MiCA guides

MiCA Grandfathering Explained: Can Legacy VASPs Still Operate?

MiCA Article 143 grandfathering let pre-2024 VASPs keep serving EU clients during a transitional period. Learn what grandfathering covers, what it does not include, and why it is not the same as EU passporting.

Published 2026-05-23 · CASP Tracker

Grandfathering vs MiCA authorisation

Grandfathering was a breathing room mechanism — not a permanent licence. It preserved continuity for firms already on national crypto registers while NCAs built MiCA authorisation pipelines. A MiCA CASP authorisation, by contrast, is the durable EU-wide credential that unlocks passporting under MiCA Articles 64 and 65.

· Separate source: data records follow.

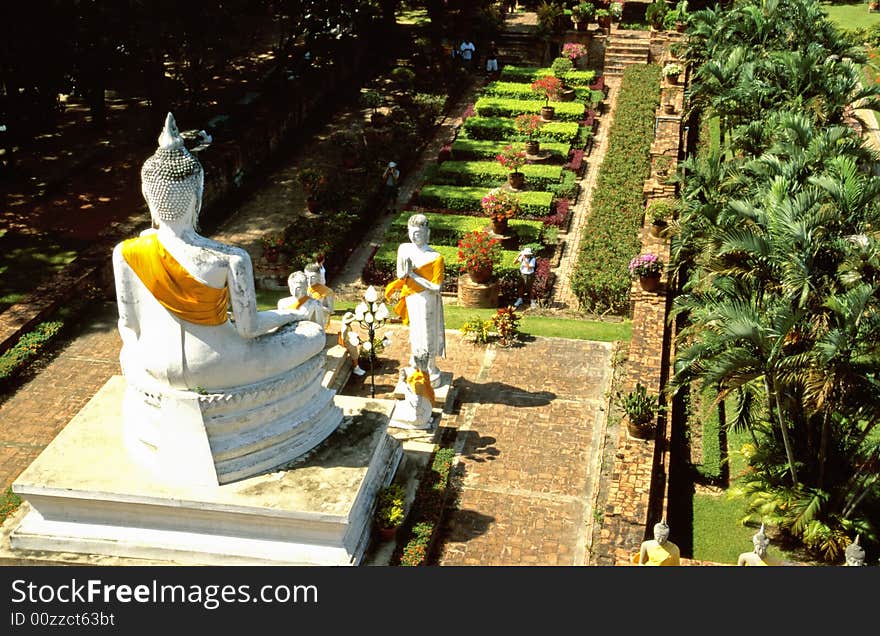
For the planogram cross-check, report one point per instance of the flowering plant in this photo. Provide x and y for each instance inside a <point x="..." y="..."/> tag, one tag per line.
<point x="574" y="50"/>
<point x="645" y="265"/>
<point x="529" y="125"/>
<point x="478" y="250"/>
<point x="500" y="205"/>
<point x="549" y="85"/>
<point x="672" y="69"/>
<point x="512" y="159"/>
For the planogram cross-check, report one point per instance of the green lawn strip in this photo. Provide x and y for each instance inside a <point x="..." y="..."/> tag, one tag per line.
<point x="850" y="16"/>
<point x="470" y="149"/>
<point x="503" y="128"/>
<point x="500" y="107"/>
<point x="611" y="236"/>
<point x="493" y="174"/>
<point x="448" y="229"/>
<point x="538" y="326"/>
<point x="528" y="74"/>
<point x="467" y="199"/>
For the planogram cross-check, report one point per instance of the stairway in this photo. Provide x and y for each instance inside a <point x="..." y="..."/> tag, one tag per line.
<point x="626" y="47"/>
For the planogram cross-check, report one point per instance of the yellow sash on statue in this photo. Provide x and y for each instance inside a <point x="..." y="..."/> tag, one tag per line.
<point x="319" y="291"/>
<point x="174" y="287"/>
<point x="421" y="385"/>
<point x="295" y="304"/>
<point x="432" y="271"/>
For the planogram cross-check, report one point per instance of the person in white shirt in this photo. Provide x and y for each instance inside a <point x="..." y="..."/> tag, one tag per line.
<point x="527" y="264"/>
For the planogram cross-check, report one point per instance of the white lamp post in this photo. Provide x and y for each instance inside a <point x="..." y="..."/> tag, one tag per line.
<point x="371" y="315"/>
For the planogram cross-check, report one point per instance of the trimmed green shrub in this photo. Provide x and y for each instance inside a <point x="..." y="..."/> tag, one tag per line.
<point x="610" y="239"/>
<point x="385" y="262"/>
<point x="493" y="174"/>
<point x="528" y="74"/>
<point x="465" y="149"/>
<point x="519" y="90"/>
<point x="467" y="199"/>
<point x="502" y="128"/>
<point x="448" y="229"/>
<point x="500" y="107"/>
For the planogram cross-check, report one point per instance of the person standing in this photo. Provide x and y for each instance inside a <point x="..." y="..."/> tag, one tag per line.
<point x="467" y="50"/>
<point x="391" y="186"/>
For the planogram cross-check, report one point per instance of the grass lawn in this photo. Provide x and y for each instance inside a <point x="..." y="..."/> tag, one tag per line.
<point x="543" y="326"/>
<point x="851" y="15"/>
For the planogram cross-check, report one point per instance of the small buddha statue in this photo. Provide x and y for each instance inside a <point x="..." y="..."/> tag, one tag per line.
<point x="758" y="556"/>
<point x="239" y="389"/>
<point x="415" y="410"/>
<point x="659" y="550"/>
<point x="854" y="555"/>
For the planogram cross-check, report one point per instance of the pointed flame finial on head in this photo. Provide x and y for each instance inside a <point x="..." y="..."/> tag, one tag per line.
<point x="170" y="136"/>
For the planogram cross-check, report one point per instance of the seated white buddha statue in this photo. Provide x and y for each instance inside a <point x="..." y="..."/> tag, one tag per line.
<point x="187" y="306"/>
<point x="192" y="336"/>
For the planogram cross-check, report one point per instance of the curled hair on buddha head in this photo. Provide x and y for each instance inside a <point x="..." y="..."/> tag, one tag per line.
<point x="661" y="531"/>
<point x="172" y="179"/>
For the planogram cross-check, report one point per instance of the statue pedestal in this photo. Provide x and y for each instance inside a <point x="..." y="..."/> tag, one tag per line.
<point x="471" y="294"/>
<point x="88" y="502"/>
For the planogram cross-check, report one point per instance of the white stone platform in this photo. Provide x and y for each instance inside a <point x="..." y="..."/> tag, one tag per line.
<point x="87" y="497"/>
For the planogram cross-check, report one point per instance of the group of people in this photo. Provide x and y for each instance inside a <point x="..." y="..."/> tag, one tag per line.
<point x="466" y="52"/>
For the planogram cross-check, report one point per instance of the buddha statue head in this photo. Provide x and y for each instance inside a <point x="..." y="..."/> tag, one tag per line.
<point x="760" y="541"/>
<point x="661" y="532"/>
<point x="172" y="180"/>
<point x="419" y="232"/>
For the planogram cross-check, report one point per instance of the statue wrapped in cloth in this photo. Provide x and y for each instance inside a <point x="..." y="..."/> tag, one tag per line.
<point x="191" y="331"/>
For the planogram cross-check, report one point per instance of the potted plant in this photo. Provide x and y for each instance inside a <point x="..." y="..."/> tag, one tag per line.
<point x="646" y="268"/>
<point x="672" y="70"/>
<point x="582" y="14"/>
<point x="603" y="18"/>
<point x="640" y="409"/>
<point x="549" y="87"/>
<point x="560" y="68"/>
<point x="389" y="515"/>
<point x="529" y="125"/>
<point x="513" y="160"/>
<point x="500" y="206"/>
<point x="478" y="253"/>
<point x="658" y="212"/>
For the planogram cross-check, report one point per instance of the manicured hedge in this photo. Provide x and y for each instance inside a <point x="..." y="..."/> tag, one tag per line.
<point x="448" y="229"/>
<point x="502" y="128"/>
<point x="385" y="261"/>
<point x="573" y="78"/>
<point x="493" y="174"/>
<point x="464" y="149"/>
<point x="467" y="199"/>
<point x="519" y="90"/>
<point x="501" y="107"/>
<point x="611" y="236"/>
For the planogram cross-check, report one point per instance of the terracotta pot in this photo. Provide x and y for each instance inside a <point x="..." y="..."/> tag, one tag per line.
<point x="650" y="283"/>
<point x="516" y="180"/>
<point x="480" y="275"/>
<point x="640" y="431"/>
<point x="499" y="227"/>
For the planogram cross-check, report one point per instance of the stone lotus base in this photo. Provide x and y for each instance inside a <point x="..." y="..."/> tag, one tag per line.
<point x="88" y="502"/>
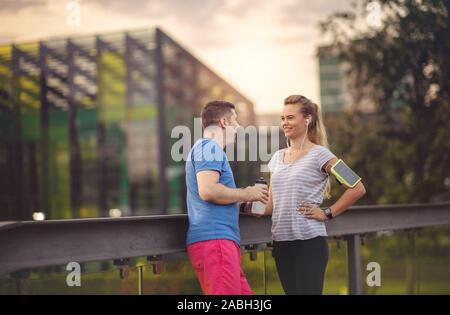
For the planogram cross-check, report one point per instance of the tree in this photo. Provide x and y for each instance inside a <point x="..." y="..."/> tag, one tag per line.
<point x="403" y="68"/>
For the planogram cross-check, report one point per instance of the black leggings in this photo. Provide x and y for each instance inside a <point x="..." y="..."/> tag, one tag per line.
<point x="301" y="264"/>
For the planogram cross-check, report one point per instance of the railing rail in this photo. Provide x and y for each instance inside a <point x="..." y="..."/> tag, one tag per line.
<point x="32" y="244"/>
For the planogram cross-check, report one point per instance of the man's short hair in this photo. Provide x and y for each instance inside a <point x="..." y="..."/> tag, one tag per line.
<point x="214" y="111"/>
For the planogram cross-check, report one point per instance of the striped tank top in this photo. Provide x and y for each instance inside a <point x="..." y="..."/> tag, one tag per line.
<point x="294" y="182"/>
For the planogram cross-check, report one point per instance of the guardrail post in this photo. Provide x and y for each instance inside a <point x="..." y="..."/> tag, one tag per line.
<point x="253" y="251"/>
<point x="354" y="264"/>
<point x="156" y="262"/>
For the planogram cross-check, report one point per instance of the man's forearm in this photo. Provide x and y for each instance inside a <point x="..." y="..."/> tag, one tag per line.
<point x="223" y="195"/>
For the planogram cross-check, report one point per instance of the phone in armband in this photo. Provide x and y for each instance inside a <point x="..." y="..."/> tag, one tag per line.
<point x="344" y="174"/>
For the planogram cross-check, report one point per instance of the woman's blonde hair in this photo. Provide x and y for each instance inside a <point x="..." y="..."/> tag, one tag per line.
<point x="316" y="129"/>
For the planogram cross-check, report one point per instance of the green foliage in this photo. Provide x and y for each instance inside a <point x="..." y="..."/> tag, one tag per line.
<point x="401" y="149"/>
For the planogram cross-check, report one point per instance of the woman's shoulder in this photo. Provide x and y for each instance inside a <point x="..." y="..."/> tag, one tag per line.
<point x="322" y="149"/>
<point x="278" y="153"/>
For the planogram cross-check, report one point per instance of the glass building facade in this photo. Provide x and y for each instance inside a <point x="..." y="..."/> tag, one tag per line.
<point x="85" y="124"/>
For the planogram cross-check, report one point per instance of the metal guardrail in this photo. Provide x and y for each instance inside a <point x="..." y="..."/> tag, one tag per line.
<point x="32" y="244"/>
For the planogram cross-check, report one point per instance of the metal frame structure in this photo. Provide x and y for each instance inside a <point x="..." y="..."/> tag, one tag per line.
<point x="99" y="87"/>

What grandfathering does not cover

  • Automatic passporting into all 30 EEA jurisdictions
  • New services not previously offered under national law
  • Issuance of asset-referenced or e-money tokens (separate MiCA titles)
  • Permanent exemption from capital, governance, and AML requirements

How to tell if a firm has moved beyond grandfathering

Look for a MiCA CASP entry on the ESMA interim register with an authorisation date and enumerated services. On CASP Tracker, authorised entities show their home member state, LEI where published, permitted services, and passported EU jurisdictions.

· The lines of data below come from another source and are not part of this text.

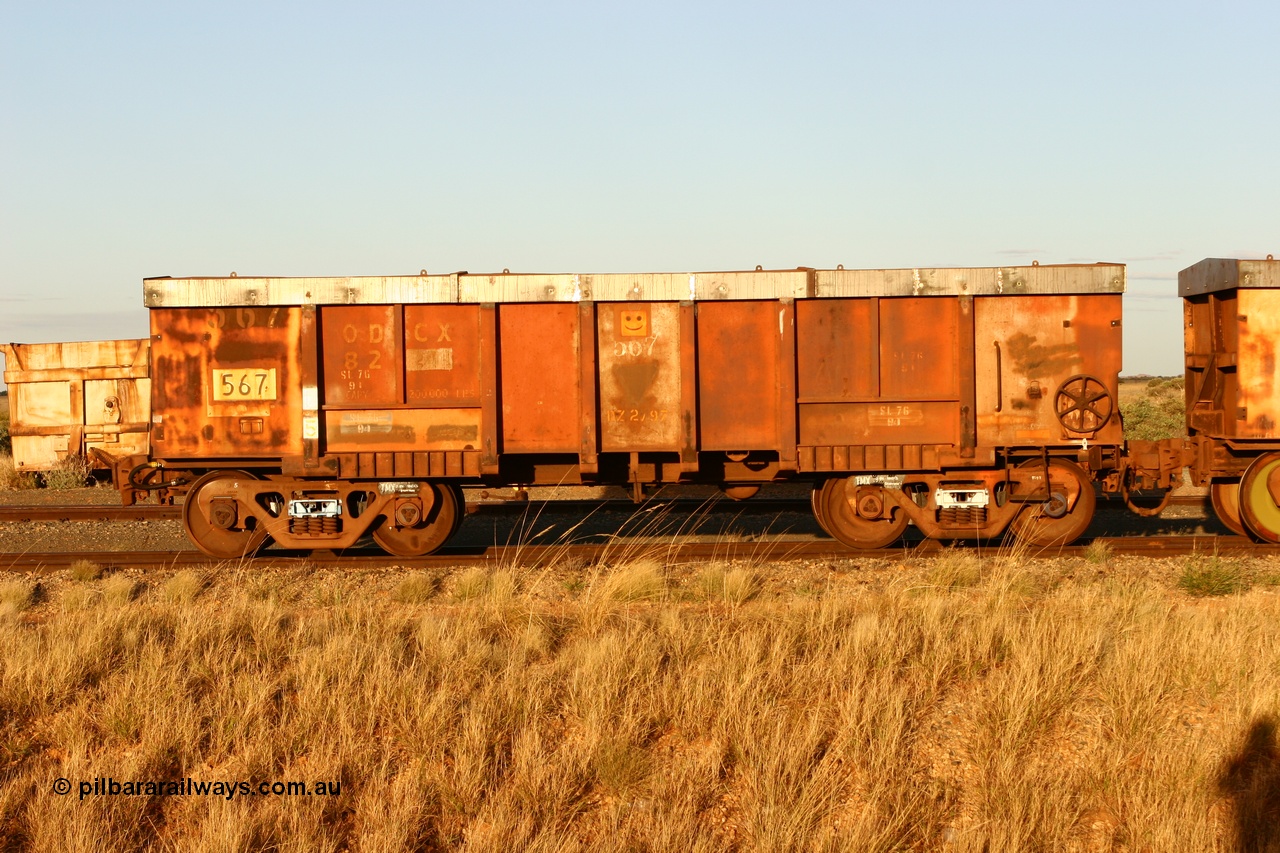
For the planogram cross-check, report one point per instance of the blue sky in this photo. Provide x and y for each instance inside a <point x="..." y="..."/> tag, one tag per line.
<point x="320" y="140"/>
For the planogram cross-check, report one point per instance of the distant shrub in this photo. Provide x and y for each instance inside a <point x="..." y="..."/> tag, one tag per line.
<point x="12" y="479"/>
<point x="1159" y="414"/>
<point x="69" y="473"/>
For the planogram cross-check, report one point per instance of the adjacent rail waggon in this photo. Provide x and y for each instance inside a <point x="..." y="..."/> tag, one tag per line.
<point x="73" y="400"/>
<point x="1232" y="331"/>
<point x="967" y="402"/>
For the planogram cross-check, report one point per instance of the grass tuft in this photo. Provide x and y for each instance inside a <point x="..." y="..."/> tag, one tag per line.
<point x="17" y="596"/>
<point x="731" y="585"/>
<point x="416" y="588"/>
<point x="914" y="705"/>
<point x="119" y="591"/>
<point x="69" y="473"/>
<point x="1205" y="576"/>
<point x="14" y="480"/>
<point x="184" y="587"/>
<point x="1098" y="553"/>
<point x="86" y="570"/>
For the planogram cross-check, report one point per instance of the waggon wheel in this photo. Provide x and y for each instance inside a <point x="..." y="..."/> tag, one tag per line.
<point x="816" y="502"/>
<point x="1225" y="498"/>
<point x="1052" y="523"/>
<point x="1258" y="509"/>
<point x="842" y="521"/>
<point x="428" y="534"/>
<point x="206" y="534"/>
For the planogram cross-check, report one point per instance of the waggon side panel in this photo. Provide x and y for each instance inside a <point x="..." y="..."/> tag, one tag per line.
<point x="740" y="364"/>
<point x="540" y="379"/>
<point x="402" y="378"/>
<point x="362" y="351"/>
<point x="225" y="382"/>
<point x="640" y="351"/>
<point x="1025" y="347"/>
<point x="877" y="372"/>
<point x="1257" y="410"/>
<point x="68" y="398"/>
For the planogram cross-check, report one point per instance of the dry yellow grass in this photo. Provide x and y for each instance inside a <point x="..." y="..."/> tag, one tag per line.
<point x="951" y="703"/>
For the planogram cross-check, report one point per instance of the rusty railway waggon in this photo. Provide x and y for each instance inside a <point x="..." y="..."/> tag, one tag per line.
<point x="314" y="411"/>
<point x="87" y="398"/>
<point x="1232" y="333"/>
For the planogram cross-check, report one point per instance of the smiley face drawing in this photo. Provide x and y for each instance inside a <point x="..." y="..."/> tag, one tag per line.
<point x="634" y="323"/>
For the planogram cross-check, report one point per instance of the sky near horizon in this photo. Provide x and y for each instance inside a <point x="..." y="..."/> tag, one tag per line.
<point x="316" y="138"/>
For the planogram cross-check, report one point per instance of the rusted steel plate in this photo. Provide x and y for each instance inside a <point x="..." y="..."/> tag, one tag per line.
<point x="640" y="377"/>
<point x="1027" y="349"/>
<point x="539" y="354"/>
<point x="362" y="355"/>
<point x="442" y="355"/>
<point x="1257" y="410"/>
<point x="225" y="382"/>
<point x="905" y="422"/>
<point x="737" y="374"/>
<point x="919" y="338"/>
<point x="1211" y="346"/>
<point x="837" y="350"/>
<point x="402" y="429"/>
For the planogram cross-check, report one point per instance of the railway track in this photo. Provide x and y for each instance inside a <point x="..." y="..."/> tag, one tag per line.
<point x="10" y="514"/>
<point x="769" y="548"/>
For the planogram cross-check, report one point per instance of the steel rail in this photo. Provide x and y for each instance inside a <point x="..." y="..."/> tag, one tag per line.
<point x="18" y="514"/>
<point x="764" y="550"/>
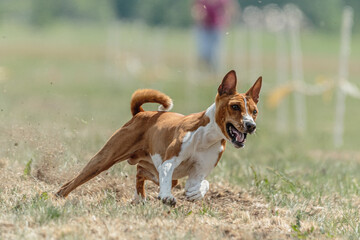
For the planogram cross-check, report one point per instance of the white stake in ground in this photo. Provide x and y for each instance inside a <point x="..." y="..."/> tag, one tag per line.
<point x="347" y="22"/>
<point x="253" y="17"/>
<point x="294" y="17"/>
<point x="276" y="22"/>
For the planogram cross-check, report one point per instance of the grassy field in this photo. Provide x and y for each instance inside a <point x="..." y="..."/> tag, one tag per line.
<point x="65" y="90"/>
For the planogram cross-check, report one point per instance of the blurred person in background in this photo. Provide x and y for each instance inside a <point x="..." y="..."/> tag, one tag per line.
<point x="211" y="18"/>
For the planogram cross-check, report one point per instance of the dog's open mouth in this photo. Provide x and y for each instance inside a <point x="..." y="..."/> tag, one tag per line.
<point x="237" y="138"/>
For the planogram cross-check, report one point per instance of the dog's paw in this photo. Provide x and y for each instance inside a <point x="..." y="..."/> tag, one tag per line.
<point x="168" y="199"/>
<point x="198" y="191"/>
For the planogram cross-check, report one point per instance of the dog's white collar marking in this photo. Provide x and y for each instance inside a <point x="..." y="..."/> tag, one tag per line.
<point x="213" y="131"/>
<point x="205" y="137"/>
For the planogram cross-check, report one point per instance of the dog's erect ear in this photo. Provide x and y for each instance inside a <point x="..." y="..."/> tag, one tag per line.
<point x="228" y="85"/>
<point x="254" y="91"/>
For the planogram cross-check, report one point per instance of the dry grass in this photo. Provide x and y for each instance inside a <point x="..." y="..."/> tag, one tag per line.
<point x="101" y="209"/>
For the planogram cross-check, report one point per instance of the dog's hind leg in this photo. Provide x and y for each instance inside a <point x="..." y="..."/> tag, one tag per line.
<point x="118" y="148"/>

If a platform markets heavily in the EU but has no CASP authorisation and only cites a legacy national registration, treat the July 2026 deadline as a hard risk date in your due diligence.

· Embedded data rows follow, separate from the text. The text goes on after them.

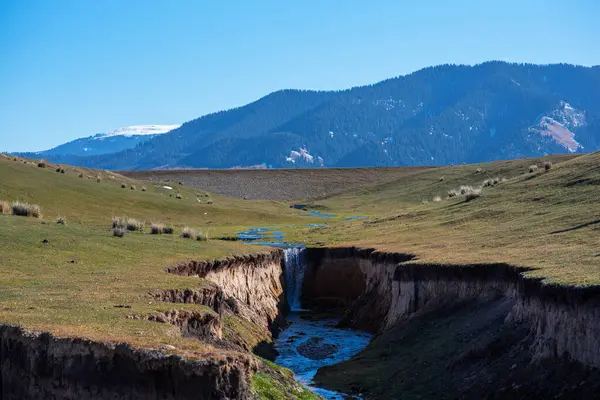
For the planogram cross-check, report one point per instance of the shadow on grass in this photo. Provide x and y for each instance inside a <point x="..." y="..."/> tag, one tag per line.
<point x="577" y="227"/>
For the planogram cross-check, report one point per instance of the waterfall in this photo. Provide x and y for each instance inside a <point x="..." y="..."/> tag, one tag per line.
<point x="295" y="266"/>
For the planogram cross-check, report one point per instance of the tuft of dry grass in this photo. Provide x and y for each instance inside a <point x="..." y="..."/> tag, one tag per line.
<point x="134" y="225"/>
<point x="5" y="207"/>
<point x="188" y="233"/>
<point x="156" y="228"/>
<point x="119" y="232"/>
<point x="472" y="194"/>
<point x="26" y="210"/>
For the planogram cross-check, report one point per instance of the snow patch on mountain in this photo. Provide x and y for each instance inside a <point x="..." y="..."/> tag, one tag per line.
<point x="560" y="124"/>
<point x="138" y="130"/>
<point x="303" y="155"/>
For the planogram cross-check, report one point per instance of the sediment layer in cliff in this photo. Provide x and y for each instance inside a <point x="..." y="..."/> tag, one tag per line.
<point x="557" y="326"/>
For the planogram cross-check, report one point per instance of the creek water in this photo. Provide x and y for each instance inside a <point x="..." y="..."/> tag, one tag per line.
<point x="308" y="342"/>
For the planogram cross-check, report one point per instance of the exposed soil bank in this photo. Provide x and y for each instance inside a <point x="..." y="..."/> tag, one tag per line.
<point x="448" y="331"/>
<point x="40" y="366"/>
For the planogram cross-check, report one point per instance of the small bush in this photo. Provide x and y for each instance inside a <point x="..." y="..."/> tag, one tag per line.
<point x="119" y="232"/>
<point x="134" y="225"/>
<point x="5" y="207"/>
<point x="26" y="210"/>
<point x="157" y="229"/>
<point x="472" y="194"/>
<point x="201" y="237"/>
<point x="464" y="189"/>
<point x="119" y="222"/>
<point x="188" y="233"/>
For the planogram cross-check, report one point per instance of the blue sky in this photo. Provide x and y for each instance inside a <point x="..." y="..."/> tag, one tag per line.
<point x="72" y="68"/>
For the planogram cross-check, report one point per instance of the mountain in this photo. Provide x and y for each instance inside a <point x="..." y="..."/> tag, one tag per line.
<point x="438" y="115"/>
<point x="104" y="143"/>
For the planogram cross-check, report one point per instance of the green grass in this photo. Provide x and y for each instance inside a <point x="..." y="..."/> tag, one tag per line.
<point x="511" y="222"/>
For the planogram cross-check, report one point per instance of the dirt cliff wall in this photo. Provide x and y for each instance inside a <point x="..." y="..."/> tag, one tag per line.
<point x="40" y="366"/>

Frequently asked questions

What is MiCA grandfathering?
Grandfathering under MiCA Article 143(3) allowed entities that were lawfully providing crypto-asset services under national rules before 30 December 2024 to continue operating until 1 July 2026 (in most states) or until they receive or are refused a MiCA authorisation.
Does grandfathering give EU passporting rights?
No. ESMA's Q&A is explicit: grandfathered firms do not receive an EU passport unless and until they obtain a full MiCA CASP authorisation from their home NCA. National registration alone does not equal cross-border MiCA passporting.
What happens when grandfathering ends?
Firms must hold a MiCA authorisation to continue EU services, rely on a group entity that is authorised and passporting, or wind down EU client activity. Operating without authorisation after the transitional period risks enforcement by NCAs and ESMA-coordinated supervision.